(Chris Wiegand’s article appeared in the Guardian, 11/18; Photo: Astonishing … Lisa Dwan in No’s Knife at the Old Vic in 2016. Photograph: Tristram Kenton/the Guardian.)
Dwan will play Winnie in a 60th-anniversary revival of the play at Riverside Studios in London
It is, perhaps, the perfect play for lockdown, as the heroine fills the hours between “the bell for waking and the bell for sleep” with despair, defiance and memories of better times. The indomitable Winnie in Samuel Beckett’s Happy Days is now to be portrayed by Lisa Dwan in a 60th-anniversary revival directed by Sir Trevor Nunn at Riverside Studios in London next year.
Despite its clear resonance with the pandemic, which has kept so many isolated at home, Nunn said his and Dwan’s plans for Happy Days predate the coronavirus outbreak. The pair first discussed it before collaborating on a triple bill of short Beckett plays at Jermyn Street theatre, staged in early 2020, for which Dwan lent her haunting voice to Eh Joe.

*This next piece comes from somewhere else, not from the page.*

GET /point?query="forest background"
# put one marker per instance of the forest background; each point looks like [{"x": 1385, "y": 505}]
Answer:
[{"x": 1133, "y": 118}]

Nunn said the timing is apposite because the lockdown has left many of us looking back at our lives. “We have been remembering all sorts of happy times in our lives and that phrase [Happy Days] comes up always. We say it with delight and with sadness and with regret. Beckett’s title is very carefully chosen to include all of those ideas.” The great Irish playwright continually explored endurance, Nunn said, and his dramas probe “how we seek for meaning”.
Armed with a toothbrush, a revolver and a parasol, immersed in a mound of earth with her partner Willie behind her, Winnie is one of Beckett’s greatest creations. Ruth White originated the role in New York in 1961 and recent Winnies in the UK have included Juliet Stevenson at London’s Young Vic and Maxine Peake at the Royal Exchange in Manchester.